I’ve been thinking a lot about this lately. I want to draw attention to this excellent post by Will Davies of the blog potlatch about re-orientating our sense of fairness away from Rawls towards Michael Walzer. Davies has a longer discussion about a conservative Rawlsian position emerging which takes existing inequalities as given and then decide how to make them fair enough to be just. Rawls without the original position. Given that we are going to defund higher education in this country, how can we do it in a way that is fair or that people would be indifferent? Etc.

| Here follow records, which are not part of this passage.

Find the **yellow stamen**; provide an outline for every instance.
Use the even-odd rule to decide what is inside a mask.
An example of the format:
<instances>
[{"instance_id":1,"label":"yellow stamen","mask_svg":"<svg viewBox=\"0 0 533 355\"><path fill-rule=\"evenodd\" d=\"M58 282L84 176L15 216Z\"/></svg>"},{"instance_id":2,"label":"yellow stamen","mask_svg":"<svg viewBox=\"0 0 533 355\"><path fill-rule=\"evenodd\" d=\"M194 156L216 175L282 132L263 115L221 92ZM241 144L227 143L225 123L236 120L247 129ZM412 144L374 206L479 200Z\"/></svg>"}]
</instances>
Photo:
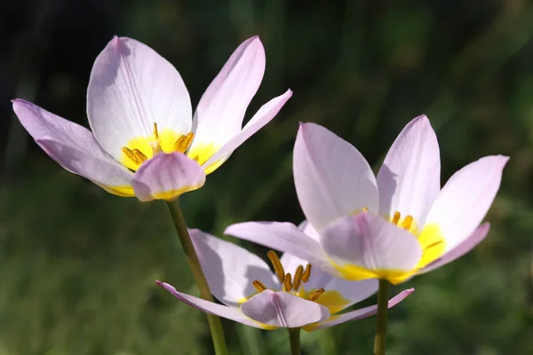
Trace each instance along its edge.
<instances>
[{"instance_id":1,"label":"yellow stamen","mask_svg":"<svg viewBox=\"0 0 533 355\"><path fill-rule=\"evenodd\" d=\"M412 224L413 224L413 217L407 216L405 218L403 218L403 222L402 222L402 228L407 229L409 231L411 227Z\"/></svg>"},{"instance_id":2,"label":"yellow stamen","mask_svg":"<svg viewBox=\"0 0 533 355\"><path fill-rule=\"evenodd\" d=\"M274 266L274 271L280 280L280 282L283 283L285 280L285 270L283 270L283 265L282 265L282 262L277 256L277 254L275 254L275 251L270 250L268 253L266 253L266 256L268 256L272 266Z\"/></svg>"},{"instance_id":3,"label":"yellow stamen","mask_svg":"<svg viewBox=\"0 0 533 355\"><path fill-rule=\"evenodd\" d=\"M253 287L255 288L255 289L258 290L259 293L263 292L264 290L266 289L266 287L263 284L263 282L256 280L255 281L253 281L251 283L253 285Z\"/></svg>"},{"instance_id":4,"label":"yellow stamen","mask_svg":"<svg viewBox=\"0 0 533 355\"><path fill-rule=\"evenodd\" d=\"M135 156L137 157L137 159L142 163L144 162L146 162L147 159L148 159L145 154L142 154L141 151L139 151L139 149L133 149L133 154L135 154Z\"/></svg>"},{"instance_id":5,"label":"yellow stamen","mask_svg":"<svg viewBox=\"0 0 533 355\"><path fill-rule=\"evenodd\" d=\"M292 287L294 290L298 292L300 284L302 283L302 274L304 273L304 267L298 265L296 272L294 272L294 280L292 281Z\"/></svg>"},{"instance_id":6,"label":"yellow stamen","mask_svg":"<svg viewBox=\"0 0 533 355\"><path fill-rule=\"evenodd\" d=\"M398 225L398 222L400 221L401 217L402 216L400 215L400 212L394 212L394 217L393 217L393 220L391 221L391 223L393 225Z\"/></svg>"},{"instance_id":7,"label":"yellow stamen","mask_svg":"<svg viewBox=\"0 0 533 355\"><path fill-rule=\"evenodd\" d=\"M311 277L311 264L307 264L307 265L306 266L306 271L302 275L302 281L304 281L304 283L307 282L309 280L309 278Z\"/></svg>"},{"instance_id":8,"label":"yellow stamen","mask_svg":"<svg viewBox=\"0 0 533 355\"><path fill-rule=\"evenodd\" d=\"M187 148L188 148L193 142L193 137L195 137L193 132L188 132L187 135L179 137L176 143L174 143L174 150L185 153Z\"/></svg>"},{"instance_id":9,"label":"yellow stamen","mask_svg":"<svg viewBox=\"0 0 533 355\"><path fill-rule=\"evenodd\" d=\"M311 295L309 295L309 301L316 301L322 294L323 294L325 292L325 290L323 288L319 288L315 291L314 291Z\"/></svg>"},{"instance_id":10,"label":"yellow stamen","mask_svg":"<svg viewBox=\"0 0 533 355\"><path fill-rule=\"evenodd\" d=\"M147 158L139 149L130 149L127 146L123 146L123 153L137 165L142 164Z\"/></svg>"},{"instance_id":11,"label":"yellow stamen","mask_svg":"<svg viewBox=\"0 0 533 355\"><path fill-rule=\"evenodd\" d=\"M292 282L290 282L292 277L289 272L285 275L285 280L283 280L283 288L285 291L290 292L292 290Z\"/></svg>"},{"instance_id":12,"label":"yellow stamen","mask_svg":"<svg viewBox=\"0 0 533 355\"><path fill-rule=\"evenodd\" d=\"M159 139L159 132L157 131L157 123L154 122L154 138Z\"/></svg>"}]
</instances>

Davies thinks this is going to be a dead-end and wants us to consider that we need more non-economic forms of inequality:
Firstly, the fairness brigade might want to put down their John Rawls, and pick up Michael Walzer’s Spheres of Justice. This means dropping hallowed metaphors of ‘level playing fields’ and equality of opportunity (which don’t seem to be having much effect in the first place), and considering how different sociological forms of inequality do or do not influence one another. Walzer’s argument, very simply, is that there are multiple spheres of inequality in any society. The task is not to erradicate them, but to ensure that none trumps or determines all of the others. So, for example, political contests cannot become dictated by economic contests (which is where the US most conspicuously fails), or vice versa.
When looking at British and American neo-liberalism, the question is whether each society has robust enough non-economic forms of inequality to withstand the unleashing of capitalist relations of domination into more and more spheres of society. To put this another way, resistance to capital in the social, cultural and political spheres is dependent on non-capitalist elites and non-capitalist forms of competition, or alternatively aristocracy of some kind.
I think this is a really interesting approach. Walzer’s definition from his book is “No social good x should be distributed to men and women who possess some other good y merely because they possess y and without regard to the meaning of x” (20). That one is successful in the economic realm shouldn’t allow them to be successful in the political realm through their economic success. Inequality in one sphere shouldn’t be able to dominate other spheres – dignity, family, life, health, education, etc.
The contrapositive of Walzer’s definition is what interests me, which would roughly be nobody should be precluded a social good y because on their lack of possession of an unrelated good x. Inequality in education access, health care, life expectancy, quality of jobs are intrinsically linked to inequality in wealth and income with our poor levels of economic mobility in this country. Fairness and equality in our court and criminal justice system are largely a function of wealth. This economic stratification creates larger rigidities and barriers – some by accident, some by design – to further mobility and equality of opportunities in non-economic spheres. In this sense it can address control and power by the elite in a way that Rawls doesn’t, and in a way that we could use right now.
This is something I’ll be giving more thought to in 2011. Any thoughts out there on this?